State rules regarding criminal evidence generally bar prosecutors from telling jurors about a defendant's prior record or other "bad acts" that might reflect on his character. An exception occurs when the evidence is offered to explain a defendant's motives, knowledge, and intent, or to show his actions were consistent with a pattern.
In their motion, prosecutors acknowledge that their case against Lynn could hinge on the past allegations.
"Without the context of the archdiocese's decades-long policy of protecting sexual offenders and Lynn's active participation in implementing this policy for over 10 years," Sorensen wrote, "his recommendations and actions on behalf of Avery and Brennan could mistakenly be viewed as something less than criminal."
Much of the 53-page motion filed Friday repeats decades-old claims of abuse and cover-up detailed in the 2005 grand jury report.
But the motion also includes allegations against two priests never before publicly accused of misconduct. In those cases, prosecutors say, Lynn not only failed to properly respond to allegations but admonished priests who brought the concerns to light.
In 1995, the motion says, a priest at St. Anselm in Northeast Philadelphia found a hoard of pornography in the bedroom of the Rev. Michael Murtha. One of the videos portrayed "an adult male whipping a naked young boy."
The collection also included a sexually explicit and handwritten love letter that Murtha had addressed to a seventh-grade altar boy, prosecutors say. It allegedly outlined Murtha's fantasies and ended by proposing a sex act with the boy, inviting him to respond by writing "the word yes on a real small piece of paper and stick it behind the border on the [school] bulletin board that has the student pictures of the week on it."
The motion does not say if Murtha sent the letter or had contact with the boy. It says he later admitted the materials were his and was sent to St.
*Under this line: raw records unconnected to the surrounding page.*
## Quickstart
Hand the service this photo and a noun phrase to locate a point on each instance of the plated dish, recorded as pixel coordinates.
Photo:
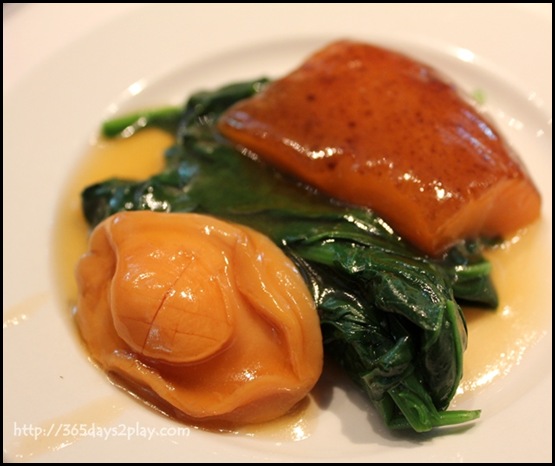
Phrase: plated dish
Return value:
(507, 102)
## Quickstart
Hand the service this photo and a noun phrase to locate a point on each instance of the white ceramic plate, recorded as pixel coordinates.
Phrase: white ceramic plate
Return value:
(66, 67)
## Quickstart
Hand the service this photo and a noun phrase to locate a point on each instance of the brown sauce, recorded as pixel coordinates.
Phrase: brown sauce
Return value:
(498, 339)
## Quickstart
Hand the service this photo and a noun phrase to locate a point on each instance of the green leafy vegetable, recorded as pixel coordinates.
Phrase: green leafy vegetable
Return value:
(389, 315)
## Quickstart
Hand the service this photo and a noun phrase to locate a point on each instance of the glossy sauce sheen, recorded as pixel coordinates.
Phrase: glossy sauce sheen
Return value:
(209, 318)
(497, 340)
(376, 128)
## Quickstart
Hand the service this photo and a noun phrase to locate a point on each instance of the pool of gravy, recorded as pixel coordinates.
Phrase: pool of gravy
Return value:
(497, 341)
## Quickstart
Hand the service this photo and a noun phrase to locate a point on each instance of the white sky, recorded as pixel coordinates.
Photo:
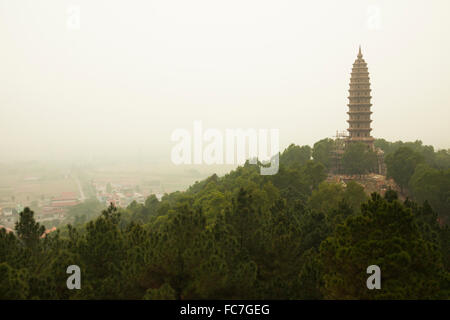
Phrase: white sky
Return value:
(137, 70)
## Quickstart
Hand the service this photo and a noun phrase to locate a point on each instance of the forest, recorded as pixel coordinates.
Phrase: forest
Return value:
(247, 236)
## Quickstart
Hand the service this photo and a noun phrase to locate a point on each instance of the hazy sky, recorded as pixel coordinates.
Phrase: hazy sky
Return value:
(137, 70)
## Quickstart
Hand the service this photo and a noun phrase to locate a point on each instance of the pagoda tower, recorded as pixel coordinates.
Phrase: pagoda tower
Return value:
(359, 103)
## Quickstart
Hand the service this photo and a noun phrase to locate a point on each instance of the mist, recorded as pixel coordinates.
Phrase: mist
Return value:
(117, 85)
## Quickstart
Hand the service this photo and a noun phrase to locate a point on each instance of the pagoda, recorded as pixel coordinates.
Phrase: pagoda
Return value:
(359, 104)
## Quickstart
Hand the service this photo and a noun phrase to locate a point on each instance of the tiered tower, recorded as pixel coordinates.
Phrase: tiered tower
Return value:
(359, 103)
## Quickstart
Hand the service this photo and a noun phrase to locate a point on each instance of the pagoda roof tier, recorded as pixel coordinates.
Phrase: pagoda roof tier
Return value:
(359, 129)
(360, 112)
(362, 104)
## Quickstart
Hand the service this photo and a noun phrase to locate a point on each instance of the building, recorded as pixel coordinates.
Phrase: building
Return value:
(359, 106)
(359, 121)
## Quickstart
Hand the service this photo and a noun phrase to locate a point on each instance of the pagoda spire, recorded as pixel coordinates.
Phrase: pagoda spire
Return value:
(359, 105)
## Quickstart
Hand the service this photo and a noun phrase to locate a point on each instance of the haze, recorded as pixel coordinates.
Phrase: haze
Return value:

John Vianney, the archdiocesan-owned Downingtown hospital, for treatment.
Now 51, Murtha was listed on the archdiocese's directory of priests as recently as 2008 but is no longer associated with a parish. The motion says Cardinal Justin Rigali asked the Vatican to defrock Murtha last year.
Murtha could not be reached for comment. The archdiocese did not reply to a request about his status.
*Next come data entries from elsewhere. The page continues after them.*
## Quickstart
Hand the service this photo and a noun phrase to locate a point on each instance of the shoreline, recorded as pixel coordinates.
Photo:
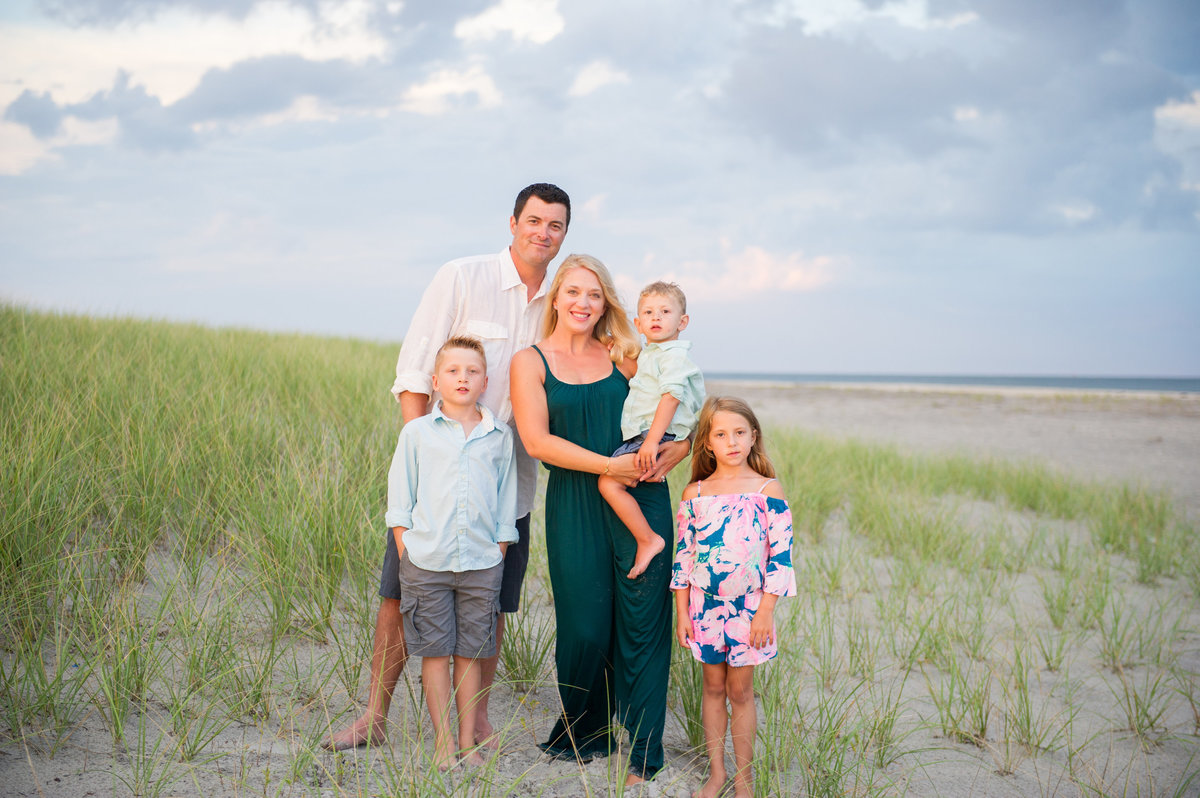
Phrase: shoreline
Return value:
(1149, 438)
(1033, 391)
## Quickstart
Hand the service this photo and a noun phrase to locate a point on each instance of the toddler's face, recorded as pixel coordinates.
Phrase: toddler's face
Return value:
(660, 318)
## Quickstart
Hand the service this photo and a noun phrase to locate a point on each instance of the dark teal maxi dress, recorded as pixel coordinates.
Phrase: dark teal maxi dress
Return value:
(613, 635)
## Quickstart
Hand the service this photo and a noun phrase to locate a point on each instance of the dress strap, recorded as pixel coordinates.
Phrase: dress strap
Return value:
(544, 361)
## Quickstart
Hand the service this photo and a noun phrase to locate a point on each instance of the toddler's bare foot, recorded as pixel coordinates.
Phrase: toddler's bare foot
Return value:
(472, 759)
(646, 552)
(363, 731)
(715, 786)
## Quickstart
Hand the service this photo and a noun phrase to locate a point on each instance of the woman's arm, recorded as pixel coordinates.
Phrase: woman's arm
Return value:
(528, 390)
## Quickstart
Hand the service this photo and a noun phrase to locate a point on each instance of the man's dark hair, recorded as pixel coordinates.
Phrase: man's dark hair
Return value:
(546, 192)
According to the motion, Lynn and Murtha agreed in 1996 to tell parishioners at St. Anselm that Murtha was being hospitalized for "high blood pressure and weight control."
Lynn also allegedly told Murtha that he did not "condone" the behavior of the Rev. Joseph Okonski, who alerted superiors to the pornography cache, and that he would impress upon Okonski the need "to maintain confidentiality."
Okonski, the pastor of St. Athanasius in Philadelphia, did not respond to messages left at his parish Friday.
In a second case, prosecutors say Lynn punished now-Mgsr. Michael Picard after he raised concerns in 1996 about "troubling conduct" by another priest, the Rev. Donald Mills, who was being transferred to Picard's parish, St. Andrew in Newtown, Bucks County.
The motion does not specify Mills' alleged conduct, but says Lynn dismissed the concerns as "hearsay" and "rumors," and then recommended that Picard be denied more staffing at his parish and be disciplined for disobedience.
Picard then waited 15 years to be promoted to monsignor. When it happened, Lynn allegedly told him, "Everybody deserves to get out of the penalty box at some point."
Mills died in 2006, a year after he was accused of sexually assaulting a minor in 1982.
Reached at his rectory Friday, Picard declined to comment.
The motion notes that this year's grand jury report prompted new complaints against two of the defendants. Since February, officials have lodged two new accusations of sexual misconduct against Avery, who was defrocked in 2006.
Prosecutors also outlined more complaints of touching or inappropriate behavior around students by Shero, who was a teacher at St. Jerome's in Northeast Philadelphia and other schools in the archdiocese. Nothing in the motion suggests that the allegations will fall within the statute of limitations or lead to new charges.